By Sarah N. Lynch

A Chinese probiotics manufacturer on Tuesday asked U.S. regulators to reinstate its securities registration, which was revoked in 2012 because the company failed to file some of its required financial reports.

In an appellate hearing before the five commissioners of the U.S. Securities and Exchange Commission, an attorney for Shanghai-based China-Biotics urged the panel to reverse a February 2012 decision by an SEC administrative law judge. The judge upheld an earlier 2011 SEC enforcement action seeking suspension or revocation of the company's registration.

"China-Biotics has retained a new auditor, has filed all of its missing reports, and is now fully up to date in its filings," said Jerome Fortinsky of Shearman & Sterling LLP.

China-Biotics is one of hundreds of companies that entered the U.S. capital markets through a backdoor method known as a "reverse merger," in which a private company purchases a public shell company in the United States so it can raise capital without doing a burdensome initial public offering.

For the past several years, China-based companies that have used reverse mergers have come under regulatory scrutiny by the SEC, amid accounting scandals, auditor resignations and delistings from U.S. exchanges.

Michael Foster, an attorney with the SEC's enforcement division, urged the SEC commissioners not to reinstate China-Biotics' registration, saying the company had "refused to identify" when its filings would become current and took more than a year to fix the issues.

The SEC commissioners said very little at the hearing and gave no indication of how they might rule.

Decisions on appeals are typically issued within seven months from the time a petition is filed, though the SEC can extend the time if needed.

As of June, the SEC had filed more than 65 fraud cases and deregistered the securities of more than 50 companies, including China-Biotics. The company's shares were also delisted from Nasdaq OMX in June 2011.

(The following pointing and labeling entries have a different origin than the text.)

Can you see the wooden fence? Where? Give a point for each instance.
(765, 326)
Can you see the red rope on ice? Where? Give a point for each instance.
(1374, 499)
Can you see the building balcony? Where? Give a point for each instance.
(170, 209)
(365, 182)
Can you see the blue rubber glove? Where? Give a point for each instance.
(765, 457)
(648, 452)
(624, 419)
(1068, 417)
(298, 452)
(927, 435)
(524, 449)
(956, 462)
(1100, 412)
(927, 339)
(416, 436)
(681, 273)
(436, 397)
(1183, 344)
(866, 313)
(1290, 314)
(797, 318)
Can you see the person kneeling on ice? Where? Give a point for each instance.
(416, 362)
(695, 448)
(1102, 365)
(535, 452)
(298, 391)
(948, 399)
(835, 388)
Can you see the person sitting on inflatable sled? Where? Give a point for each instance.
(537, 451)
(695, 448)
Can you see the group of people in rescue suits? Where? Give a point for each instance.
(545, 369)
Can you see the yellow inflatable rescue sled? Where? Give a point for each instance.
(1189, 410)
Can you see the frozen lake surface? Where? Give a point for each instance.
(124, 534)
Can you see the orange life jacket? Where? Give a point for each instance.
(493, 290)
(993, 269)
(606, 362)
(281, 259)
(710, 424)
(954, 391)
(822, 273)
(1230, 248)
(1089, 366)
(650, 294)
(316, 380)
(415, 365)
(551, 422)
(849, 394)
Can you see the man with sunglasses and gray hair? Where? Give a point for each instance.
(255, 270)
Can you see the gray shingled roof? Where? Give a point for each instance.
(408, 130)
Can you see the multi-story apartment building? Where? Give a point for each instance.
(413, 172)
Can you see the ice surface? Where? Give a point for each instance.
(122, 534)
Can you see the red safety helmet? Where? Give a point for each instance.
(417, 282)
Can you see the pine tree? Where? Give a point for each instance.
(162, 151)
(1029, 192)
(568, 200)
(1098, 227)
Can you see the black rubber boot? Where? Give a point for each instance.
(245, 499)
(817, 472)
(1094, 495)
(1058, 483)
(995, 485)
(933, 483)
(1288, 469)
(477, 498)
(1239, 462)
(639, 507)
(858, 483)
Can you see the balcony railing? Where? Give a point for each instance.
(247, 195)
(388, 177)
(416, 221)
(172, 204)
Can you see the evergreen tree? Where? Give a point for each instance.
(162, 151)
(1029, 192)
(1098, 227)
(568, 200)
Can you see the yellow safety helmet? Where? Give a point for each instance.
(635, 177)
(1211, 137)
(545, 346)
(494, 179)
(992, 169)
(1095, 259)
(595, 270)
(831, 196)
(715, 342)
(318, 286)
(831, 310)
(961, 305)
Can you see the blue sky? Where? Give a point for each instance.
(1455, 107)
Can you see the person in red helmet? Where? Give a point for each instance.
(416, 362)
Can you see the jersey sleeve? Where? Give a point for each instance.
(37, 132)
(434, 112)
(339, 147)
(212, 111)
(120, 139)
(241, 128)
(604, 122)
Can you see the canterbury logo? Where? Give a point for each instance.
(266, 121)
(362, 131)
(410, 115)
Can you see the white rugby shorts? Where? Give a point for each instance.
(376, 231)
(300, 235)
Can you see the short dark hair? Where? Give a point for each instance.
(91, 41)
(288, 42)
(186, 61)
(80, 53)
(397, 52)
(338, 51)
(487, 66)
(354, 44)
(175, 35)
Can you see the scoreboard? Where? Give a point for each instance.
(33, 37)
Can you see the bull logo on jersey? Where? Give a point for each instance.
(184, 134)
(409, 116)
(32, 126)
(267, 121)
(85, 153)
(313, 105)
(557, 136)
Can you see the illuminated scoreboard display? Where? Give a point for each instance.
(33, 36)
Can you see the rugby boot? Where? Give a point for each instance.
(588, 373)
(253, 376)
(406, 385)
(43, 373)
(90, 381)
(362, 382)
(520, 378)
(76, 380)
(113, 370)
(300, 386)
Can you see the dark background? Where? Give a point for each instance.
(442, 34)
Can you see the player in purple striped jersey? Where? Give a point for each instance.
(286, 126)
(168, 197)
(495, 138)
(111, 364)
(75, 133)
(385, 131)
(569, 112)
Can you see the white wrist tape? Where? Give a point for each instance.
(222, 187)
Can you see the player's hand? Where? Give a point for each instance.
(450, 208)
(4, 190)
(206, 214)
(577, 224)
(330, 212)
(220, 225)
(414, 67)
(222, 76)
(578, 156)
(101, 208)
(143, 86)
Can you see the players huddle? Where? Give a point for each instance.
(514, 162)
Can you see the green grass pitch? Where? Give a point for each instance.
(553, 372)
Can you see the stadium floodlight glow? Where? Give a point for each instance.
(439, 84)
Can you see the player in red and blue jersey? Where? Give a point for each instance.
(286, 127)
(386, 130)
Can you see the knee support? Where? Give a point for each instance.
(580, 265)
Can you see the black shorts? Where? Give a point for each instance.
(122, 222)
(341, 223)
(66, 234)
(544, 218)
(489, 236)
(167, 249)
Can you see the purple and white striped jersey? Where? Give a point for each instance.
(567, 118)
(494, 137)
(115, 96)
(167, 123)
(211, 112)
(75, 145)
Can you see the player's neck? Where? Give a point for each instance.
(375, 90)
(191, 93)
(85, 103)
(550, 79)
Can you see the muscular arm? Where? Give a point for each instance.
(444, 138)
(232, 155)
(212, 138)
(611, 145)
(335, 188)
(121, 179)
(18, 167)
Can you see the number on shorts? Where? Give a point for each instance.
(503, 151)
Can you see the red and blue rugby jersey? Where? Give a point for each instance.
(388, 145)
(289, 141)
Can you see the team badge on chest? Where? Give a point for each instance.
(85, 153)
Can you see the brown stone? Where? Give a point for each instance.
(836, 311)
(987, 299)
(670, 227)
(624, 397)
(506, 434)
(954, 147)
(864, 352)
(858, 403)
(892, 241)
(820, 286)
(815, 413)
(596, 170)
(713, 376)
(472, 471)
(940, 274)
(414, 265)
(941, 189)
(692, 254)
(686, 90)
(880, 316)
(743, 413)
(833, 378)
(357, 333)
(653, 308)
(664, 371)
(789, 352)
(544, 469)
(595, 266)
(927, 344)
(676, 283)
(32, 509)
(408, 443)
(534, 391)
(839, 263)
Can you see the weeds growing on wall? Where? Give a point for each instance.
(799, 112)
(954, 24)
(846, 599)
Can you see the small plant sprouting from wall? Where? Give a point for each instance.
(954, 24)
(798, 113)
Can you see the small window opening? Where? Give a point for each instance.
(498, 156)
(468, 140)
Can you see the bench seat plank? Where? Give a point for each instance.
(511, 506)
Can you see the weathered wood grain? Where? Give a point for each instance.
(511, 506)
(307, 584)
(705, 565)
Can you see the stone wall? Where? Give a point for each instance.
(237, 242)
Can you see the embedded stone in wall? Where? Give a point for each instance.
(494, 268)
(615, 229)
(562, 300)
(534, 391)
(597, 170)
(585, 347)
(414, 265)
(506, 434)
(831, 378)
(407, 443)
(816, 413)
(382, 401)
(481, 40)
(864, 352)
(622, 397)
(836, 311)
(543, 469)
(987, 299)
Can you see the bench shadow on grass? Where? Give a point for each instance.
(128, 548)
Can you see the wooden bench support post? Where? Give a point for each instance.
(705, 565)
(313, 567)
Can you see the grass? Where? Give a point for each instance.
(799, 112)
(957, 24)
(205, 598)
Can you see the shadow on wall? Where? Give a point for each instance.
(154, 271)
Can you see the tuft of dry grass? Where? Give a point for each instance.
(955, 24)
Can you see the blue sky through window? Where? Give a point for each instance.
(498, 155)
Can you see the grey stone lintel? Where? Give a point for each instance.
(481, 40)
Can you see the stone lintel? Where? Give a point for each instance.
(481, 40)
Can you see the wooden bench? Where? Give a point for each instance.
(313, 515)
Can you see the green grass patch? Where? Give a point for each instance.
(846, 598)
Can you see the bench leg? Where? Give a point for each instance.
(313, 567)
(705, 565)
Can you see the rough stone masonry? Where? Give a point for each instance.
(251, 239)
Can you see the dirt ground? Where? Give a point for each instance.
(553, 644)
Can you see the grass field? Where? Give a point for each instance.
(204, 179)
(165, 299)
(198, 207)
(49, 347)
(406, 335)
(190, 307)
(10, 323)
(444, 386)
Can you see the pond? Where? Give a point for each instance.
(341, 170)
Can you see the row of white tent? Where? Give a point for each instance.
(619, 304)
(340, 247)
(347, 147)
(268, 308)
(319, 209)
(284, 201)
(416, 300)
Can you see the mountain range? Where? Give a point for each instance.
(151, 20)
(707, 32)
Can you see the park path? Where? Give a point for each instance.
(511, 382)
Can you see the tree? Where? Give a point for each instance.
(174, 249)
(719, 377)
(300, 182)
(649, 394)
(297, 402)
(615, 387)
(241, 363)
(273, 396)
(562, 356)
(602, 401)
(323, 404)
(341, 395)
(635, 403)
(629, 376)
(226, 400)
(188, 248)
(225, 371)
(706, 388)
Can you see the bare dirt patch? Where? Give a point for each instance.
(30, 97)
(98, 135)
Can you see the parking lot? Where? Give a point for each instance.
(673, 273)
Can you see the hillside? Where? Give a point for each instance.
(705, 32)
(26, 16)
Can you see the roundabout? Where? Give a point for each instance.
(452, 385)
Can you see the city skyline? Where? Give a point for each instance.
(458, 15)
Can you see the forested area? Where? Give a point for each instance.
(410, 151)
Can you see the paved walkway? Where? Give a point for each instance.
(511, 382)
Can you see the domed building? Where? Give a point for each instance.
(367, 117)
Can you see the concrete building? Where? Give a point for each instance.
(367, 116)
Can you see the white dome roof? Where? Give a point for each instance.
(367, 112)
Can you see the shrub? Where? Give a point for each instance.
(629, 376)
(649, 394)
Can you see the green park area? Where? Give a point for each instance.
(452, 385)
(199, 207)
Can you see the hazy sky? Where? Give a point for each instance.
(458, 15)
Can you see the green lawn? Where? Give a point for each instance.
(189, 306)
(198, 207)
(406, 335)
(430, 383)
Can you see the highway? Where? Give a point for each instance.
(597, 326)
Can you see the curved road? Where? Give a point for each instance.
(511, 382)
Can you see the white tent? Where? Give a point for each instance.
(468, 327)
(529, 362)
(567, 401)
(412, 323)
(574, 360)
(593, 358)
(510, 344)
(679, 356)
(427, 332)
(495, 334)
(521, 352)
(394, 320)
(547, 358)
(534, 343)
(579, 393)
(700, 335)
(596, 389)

China-Biotics made news in 2011 after its auditor, BDO Limited, resigned after numerous allegations of possible accounting fraud, including a complaint that the company had directed the audit firm to a "suspected fake website" to help confirm its bank balances.

Its accounting practices had been originally questioned by Citron Research, run by investor Andrew Left.

The SEC's case made no mention of the company's accounting or the use of a possible fake website, nor did those issues come up during the hearing on Tuesday.

The case focused solely on the issue of the delinquent filings, with the company saying it has remedied the problem and that it had only missed two reports compared with companies in other cases that had failed to file many more.

"Ultimately the flawed premise of this appeal is that the commission must sit idly by while an issuer predictably misses filing after filing until it has racked up some threshold number of delinquencies that mirror other cases," the SEC's Foster said at the Tuesday hearing.

"I submit that investors deserve more than that."